POCUS in codes: Is that PEA really PEA?

So a few weeks ago, I asked the Twittersphere whether or not ultrasound should be readily available (if not outright used) in all codes.  The answer was a resounding yes, and today’s article helps support that claim.

49 ICU patients with cardiopulmonary arrest (asystole or PEA) underwent intra-arrest bedside TTE.  Based on Echo findings, these patients were classified as either asystole, PEA without cardiac contractility, or PEA with cardiac contractility.  ROSC and survival to discharge, and survival to 180 days were evaluated. Of these 49 patients, 17 (35%) were in asystole based on Echo, 5 (10%) were in PEA without cardiac contractility, and 27 (55%) were in PEA with cardiac contractility.  Rates of ROSC were 23.5% for those in asystole, 20% for PEA without cardiac contractility, and 70.4% for those in PEA with cardiac contractility.  Survival to discharge (22%) and after 180 days (15%) only occurred in the PEA group with cardiac contractility.  (Full disclosure- no word on CPC neurologic outcomes for survivors).
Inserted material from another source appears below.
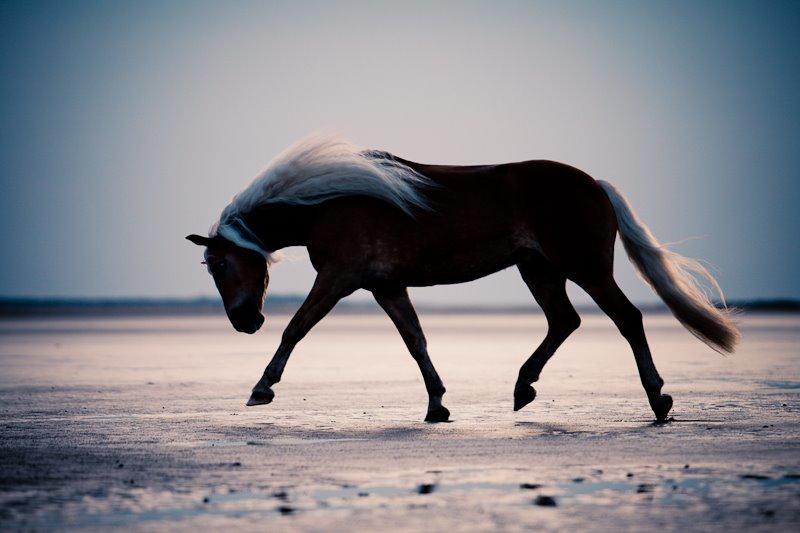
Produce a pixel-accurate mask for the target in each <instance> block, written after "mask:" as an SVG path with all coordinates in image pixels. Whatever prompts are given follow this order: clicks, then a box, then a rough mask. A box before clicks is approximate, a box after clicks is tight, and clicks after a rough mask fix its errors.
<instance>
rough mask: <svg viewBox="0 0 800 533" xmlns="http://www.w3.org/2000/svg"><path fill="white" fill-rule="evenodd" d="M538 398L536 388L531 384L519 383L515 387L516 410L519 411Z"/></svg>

Now, this study looks at ICU arrests – clearly a bit different from OHCA cases we see in the ED, and perhaps intrigues me to suggest using cardiac POCUS in OHCA to stratify the futility of the resuscitation (This review found significant bias and large heterogeneity for prehospital sono usage for arrests).  Nevertheless, with 15% 6-month survival in a group that without bedside sono you would call the code – its time to seriously consider the use of ultrasound (at least for) cardiac evaluation in all codes.  For all of the things we do that fall into the “can’t hurt, might help” category, ultrasound in an arrest has to be high on the list.